I rolled in with these two on Friday afternoon, only 1.5 hours late after a slight detour in Stuttgart. I'd been , ahem, given the task of holding the tickets for the three of us, which anyone who knows me knows is a total mistake. Famous for getting on trains going in the wrong direction, showing up at the airport for a flight that's actually a week later, and many other errors of time and place, my very abstract sense what it means to get from point A to point B is how we missed our transfer in Mannheim and ended up on the local train back from Stuttgart to Karlsruhe. "You're fired as tour manager," Brea said. We arrived and headed to the theater, where that night Eva and Ryan tore up the stage with their duo Roadkill. The music sounded so overwhelmingly good that there were times I forgot to watch the dance...which is saying a lot, given how fierce the two of them are. But like I said, more on the sound system later.
We had visitors!! Evan was in town from Switzerland, Bernd up from Freiburg, and the mama of the boss in from Berlin for a surprise visit. Combined with James and Marijke in from NYC, it was like a family reunion.

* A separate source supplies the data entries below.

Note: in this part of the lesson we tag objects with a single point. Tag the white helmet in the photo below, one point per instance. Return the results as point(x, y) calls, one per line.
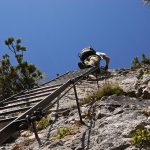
point(100, 54)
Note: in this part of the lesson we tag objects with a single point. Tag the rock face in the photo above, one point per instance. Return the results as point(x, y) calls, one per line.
point(109, 123)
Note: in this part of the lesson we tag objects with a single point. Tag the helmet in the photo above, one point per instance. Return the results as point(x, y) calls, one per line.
point(86, 52)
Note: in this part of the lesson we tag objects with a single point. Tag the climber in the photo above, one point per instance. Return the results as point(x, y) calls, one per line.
point(89, 57)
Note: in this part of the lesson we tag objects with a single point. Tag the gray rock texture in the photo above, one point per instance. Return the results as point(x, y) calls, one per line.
point(108, 123)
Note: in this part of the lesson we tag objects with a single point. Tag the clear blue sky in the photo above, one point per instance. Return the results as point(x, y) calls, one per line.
point(54, 31)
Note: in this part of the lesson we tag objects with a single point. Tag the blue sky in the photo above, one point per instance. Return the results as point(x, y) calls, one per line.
point(54, 31)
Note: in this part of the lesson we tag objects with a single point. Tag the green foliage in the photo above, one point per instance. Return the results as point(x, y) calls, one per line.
point(61, 133)
point(22, 75)
point(136, 63)
point(43, 123)
point(106, 90)
point(140, 75)
point(141, 138)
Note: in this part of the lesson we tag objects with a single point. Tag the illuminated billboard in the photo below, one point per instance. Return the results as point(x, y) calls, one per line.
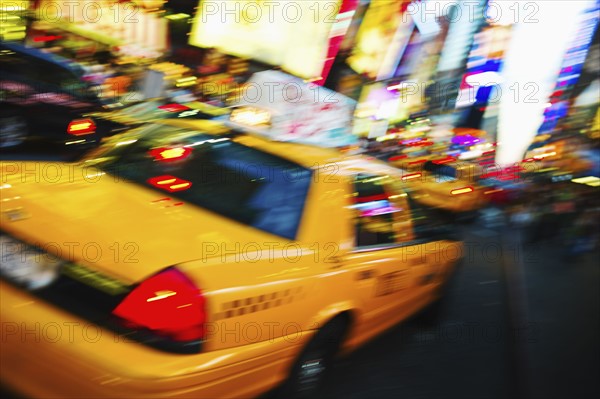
point(292, 34)
point(381, 39)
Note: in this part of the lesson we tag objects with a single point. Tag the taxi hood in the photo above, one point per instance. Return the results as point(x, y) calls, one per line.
point(113, 225)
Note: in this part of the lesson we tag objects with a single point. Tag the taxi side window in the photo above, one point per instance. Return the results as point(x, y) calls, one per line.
point(374, 220)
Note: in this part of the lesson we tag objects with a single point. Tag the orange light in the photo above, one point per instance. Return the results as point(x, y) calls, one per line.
point(168, 154)
point(442, 161)
point(463, 190)
point(80, 127)
point(494, 191)
point(170, 183)
point(411, 176)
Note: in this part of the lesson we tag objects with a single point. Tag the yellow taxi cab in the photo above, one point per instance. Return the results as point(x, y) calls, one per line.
point(183, 259)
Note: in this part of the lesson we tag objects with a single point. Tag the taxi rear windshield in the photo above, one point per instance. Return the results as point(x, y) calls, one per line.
point(217, 173)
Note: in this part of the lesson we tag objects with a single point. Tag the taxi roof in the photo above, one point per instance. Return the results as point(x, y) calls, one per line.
point(307, 155)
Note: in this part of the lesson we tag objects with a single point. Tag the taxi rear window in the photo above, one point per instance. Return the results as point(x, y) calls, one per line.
point(217, 173)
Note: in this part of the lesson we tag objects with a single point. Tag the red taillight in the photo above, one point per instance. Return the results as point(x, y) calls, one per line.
point(442, 161)
point(167, 303)
point(174, 107)
point(169, 183)
point(48, 38)
point(397, 158)
point(80, 127)
point(417, 162)
point(411, 176)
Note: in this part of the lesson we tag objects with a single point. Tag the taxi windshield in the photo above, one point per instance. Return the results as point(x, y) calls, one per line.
point(215, 172)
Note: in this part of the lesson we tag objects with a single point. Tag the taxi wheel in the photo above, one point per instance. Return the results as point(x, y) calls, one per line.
point(309, 374)
point(13, 130)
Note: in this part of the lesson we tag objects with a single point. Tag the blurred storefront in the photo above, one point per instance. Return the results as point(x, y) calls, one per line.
point(136, 27)
point(401, 47)
point(302, 38)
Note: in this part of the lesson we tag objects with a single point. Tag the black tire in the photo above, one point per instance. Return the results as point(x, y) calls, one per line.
point(14, 130)
point(432, 314)
point(309, 375)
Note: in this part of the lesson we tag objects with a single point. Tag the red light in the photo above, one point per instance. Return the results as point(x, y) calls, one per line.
point(397, 157)
point(412, 176)
point(170, 183)
point(80, 127)
point(442, 161)
point(371, 198)
point(174, 107)
point(417, 162)
point(48, 38)
point(168, 154)
point(168, 303)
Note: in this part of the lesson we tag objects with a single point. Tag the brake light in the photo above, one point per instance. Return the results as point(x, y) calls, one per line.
point(442, 161)
point(412, 176)
point(48, 38)
point(174, 107)
point(463, 190)
point(170, 183)
point(169, 304)
point(168, 154)
point(397, 158)
point(417, 162)
point(80, 127)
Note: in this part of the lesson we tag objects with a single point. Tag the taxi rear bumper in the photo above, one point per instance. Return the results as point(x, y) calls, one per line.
point(49, 353)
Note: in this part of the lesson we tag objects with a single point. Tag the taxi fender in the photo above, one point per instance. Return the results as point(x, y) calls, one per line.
point(331, 311)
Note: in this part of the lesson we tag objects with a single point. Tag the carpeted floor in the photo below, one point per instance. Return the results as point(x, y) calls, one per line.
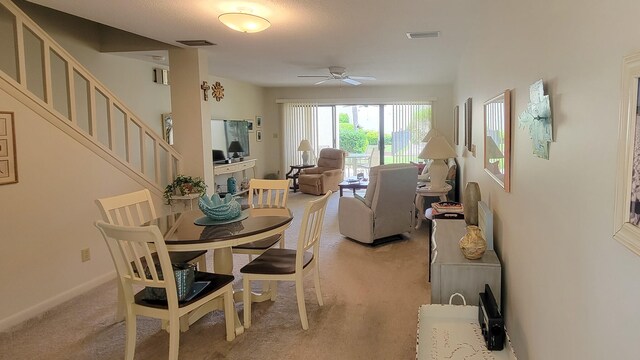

Here's the theater entrance.....
and here's the inside of the theater. Imagine a theater with padded walls. Imagine a giant recording studio. Imagine 1 foot thick metal doors, blocking out external sound. Inside - quadrophonic surround sound!! This theater was built for sound and video. Dancing in it, we heard things in the music we'd never heard before. And just listening to the Ben Frost music while watching Roadkill was a physical experience - the bass palpable; the sound moving in and through us in the audience. Rich.
And we danced. The performing was the most difficult but also the most fulfilling part, as with every tour. It's the payoff for all the extra rehearsals and early morning trains, the part that leaves me with the strongest impressions and biggest surprises. Like the moment when I was standing in the wings getting ready to walk on, thinking not about focusing my energy or about getting into character but instead having the thought pop into my head: "I'm a professional entertainer." How strange, I thought. How beautiful. How many times I have walked onto stages. That's what we are, and that's what we did, and the good people of Karlsruhe seemed to like it.